Dr. Renato Guzman

Dr. Renato Guzman

On June 23, 1994, this man saved my mom’s life by performing emergency surgery. I got to meet him when my mom was in the hospital two weeks ago for a repeat of the same ailment. He was ready to save her life again, but it turned out that she didn’t need it this time. He didn’t strike me as a person who would enjoy this kind of accolade, but I feel compelled.

At the time of the surgery, I was 22 old and appropriately egocentric. I remember being scared that my mom was in the hospital, had a tube coming out of her nose, and seemed suddenly so helpless. (As far as I know, the only other time she’d been in the hospital was for my delivery.) It did not occur to me to seek out and thank Dr. Guzman. I never felt much gratitude towards him in the years since, either, possibly because of how long and arduous her recovery was.

This time around I was much more involved and met Dr. Guzman several times. This time it became very clear: This man allowed my mom to live twenty more years, and hopefully a lot more, than she otherwise would have. He allowed my mom to see my brothers grow up, meet their wives and children, meet my wife, and take part in all of our lives as fully as she has. He made it possible for my mom to do all the wonderful things she has done, with and for our family and community, for the last twenty years. I am grateful for him, his skill, and all the choices he made that brought him to be a surgeon in Joshua Tree. Thank you, Dr. Guzman!

(Read my mom’s account of her recent hospital stay here.)

Reanna, my wife and best friend. That I got to see her wake up so groggy and mild this morning in our cute little trailer home, and that she liked my curry stir fry for dinner last night.

Joshua Tree and its sunny, warm late Novembers.

That so much of my family live so close to me, so when Maya takes a walk with Ollie, they will probably come by and see the solar water heater I’m building and borrow some eggs.

That Ollie is starting to say my name, which comes out completely different every time, but you can tell he’s saying “Nathen” because he sticks his tongue way out to make a “th” sound.

That I have so many amazing friends and family to miss on a day like this. I’m thinking about the Alders, Pikes & Plowmans, and all my Not Back to School Camp staffers and campers.

That I have the capacity to be so moved, by all this, by my morning media (Radiolab “Fact of the Matter,” Ashly Miller’s Radicool EP), and to anticipate the company of Lesters and Rizzos this afternoon in Pasadena.

Thank you.

This is a question I’ve come back to many times in my life, and it’s a tough one. As a kid, there seems such a difference between kids and adults that it appears dichotomous; first you are a kid, then you are an adult. The actual transition is so gradual, though, it’s confusing.

The rituals our culture provides are pathetic and seem more and more pathetic in retrospect as I get older: graduating from high school, registering for the draft, being able to purchase pornography, being able to drink.
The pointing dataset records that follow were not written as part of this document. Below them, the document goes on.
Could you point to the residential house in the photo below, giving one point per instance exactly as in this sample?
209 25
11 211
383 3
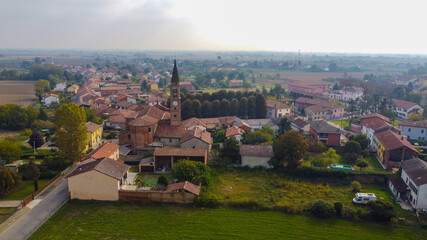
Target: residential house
414 130
414 174
98 180
234 131
326 133
393 148
235 83
165 158
256 155
50 98
94 134
404 108
277 109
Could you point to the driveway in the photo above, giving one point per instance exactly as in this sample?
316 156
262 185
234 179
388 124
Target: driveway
36 213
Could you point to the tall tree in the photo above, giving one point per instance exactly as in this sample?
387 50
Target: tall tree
290 149
216 108
206 109
251 107
33 172
187 109
234 107
197 107
71 134
225 107
243 107
41 87
261 107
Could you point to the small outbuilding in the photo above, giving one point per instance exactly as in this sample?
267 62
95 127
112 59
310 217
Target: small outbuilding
98 180
256 155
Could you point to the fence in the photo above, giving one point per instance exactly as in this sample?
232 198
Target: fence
156 196
31 197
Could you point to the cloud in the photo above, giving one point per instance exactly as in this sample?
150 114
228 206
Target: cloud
95 24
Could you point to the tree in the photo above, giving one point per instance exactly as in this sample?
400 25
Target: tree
187 109
36 139
243 107
415 117
284 126
41 87
10 150
362 139
362 163
71 134
230 150
33 172
225 107
234 107
194 172
197 107
261 107
216 108
252 107
9 180
206 110
290 149
352 146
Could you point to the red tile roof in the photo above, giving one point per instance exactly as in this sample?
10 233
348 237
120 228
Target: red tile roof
187 186
391 140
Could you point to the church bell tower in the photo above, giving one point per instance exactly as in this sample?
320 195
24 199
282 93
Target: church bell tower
175 98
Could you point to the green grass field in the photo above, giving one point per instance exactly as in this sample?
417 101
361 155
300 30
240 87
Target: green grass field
25 189
100 220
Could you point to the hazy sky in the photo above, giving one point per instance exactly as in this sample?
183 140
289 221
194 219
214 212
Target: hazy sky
371 26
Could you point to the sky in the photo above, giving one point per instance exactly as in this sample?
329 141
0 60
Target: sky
348 26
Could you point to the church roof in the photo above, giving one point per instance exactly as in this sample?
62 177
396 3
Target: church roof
175 77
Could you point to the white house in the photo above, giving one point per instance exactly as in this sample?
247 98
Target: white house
277 109
50 98
98 180
404 108
414 130
414 174
256 155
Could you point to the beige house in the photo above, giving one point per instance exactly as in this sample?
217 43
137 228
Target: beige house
256 155
98 180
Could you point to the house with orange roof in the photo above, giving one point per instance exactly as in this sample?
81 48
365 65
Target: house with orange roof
393 149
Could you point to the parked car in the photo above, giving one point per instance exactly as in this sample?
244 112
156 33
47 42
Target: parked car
364 198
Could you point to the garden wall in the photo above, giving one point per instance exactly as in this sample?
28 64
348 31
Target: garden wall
156 196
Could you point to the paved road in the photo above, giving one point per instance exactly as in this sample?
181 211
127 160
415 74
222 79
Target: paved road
49 203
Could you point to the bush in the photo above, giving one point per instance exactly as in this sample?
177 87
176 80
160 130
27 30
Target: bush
381 211
163 179
322 209
338 208
356 186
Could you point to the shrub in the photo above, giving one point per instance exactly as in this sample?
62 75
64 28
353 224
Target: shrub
356 186
163 179
338 208
381 211
322 209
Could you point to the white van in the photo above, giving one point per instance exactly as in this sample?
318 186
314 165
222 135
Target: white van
364 198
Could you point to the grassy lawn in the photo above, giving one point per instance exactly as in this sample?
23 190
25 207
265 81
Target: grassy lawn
5 213
26 188
100 220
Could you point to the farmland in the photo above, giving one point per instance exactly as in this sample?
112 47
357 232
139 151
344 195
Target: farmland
17 92
119 220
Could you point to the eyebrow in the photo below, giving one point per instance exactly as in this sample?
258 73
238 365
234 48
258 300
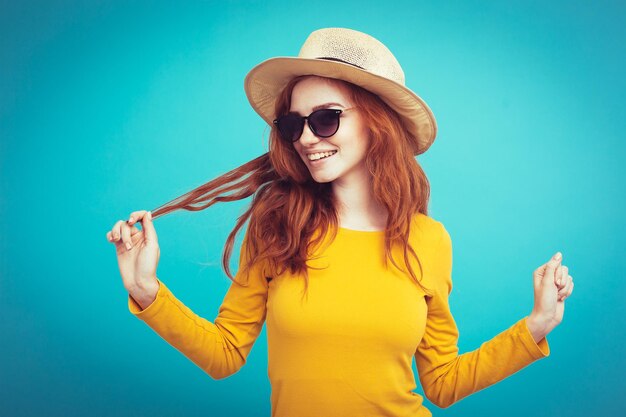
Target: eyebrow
323 106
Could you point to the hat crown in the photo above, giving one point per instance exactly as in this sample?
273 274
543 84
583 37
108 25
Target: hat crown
355 48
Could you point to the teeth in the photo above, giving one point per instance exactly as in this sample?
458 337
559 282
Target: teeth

Even graduating from college is pathetic in terms of an adulthood ritual. I just watched a bunch of people graduate from UO and they sure seemed like kids to me–certainly not children, but still dependent on parents, still at best vaguely aware of what they would do with their life, still without anyone depending on them.

There are biological markers, but no one I know was an adult at sexual maturity, even if they did manage to have sex or even conceive. Physical maturity doesn’t seem to correlate with emotional maturity at all. And brain scientists keep pushing back the age at which our brains are fully mature–lately I’ve been hearing 25 or 26, but fifty years ago it was 7, so in another fifty will we not have mature brains until we’re 45?

We could use financial independence, but what does that really mean? That we only ask our parents for help when we get into really expensive trouble? We could wait to say we’re adults when we are supporting our parents, but that’s tough for us Gen-Xers, whose parents will mostly die richer than us for social and political reasons.

I imagine the “real” answer is a combination of a bunch of factors, not amenable to a simple scheme, but I have come up with two, simple, adult-identifying schemes to offer. They are pretty subjective and fail to provide a distinct moment in which adulthood occurs, but they are my favorite ideas about this so far.

1) Gratitude for parents: We gradually become capable of understanding what our parents have done for us. Perhaps we are adults when we are able to, without idealizing them, fully appreciate our parents. This could be a good indication that we have moved past egocentricity.

2) The ability to distinguish threat from non-threat: A bus bearing down on us is a threat. Someone disagreeing with our opinion is not a threat, even if the disagreement is strongly worded and about religion, politics, or contentious-topic-of-your-choice. Perhaps we are adults when we can easily respond in an appropriate manner to the reality we are presented with–when we can consistently use reality testing.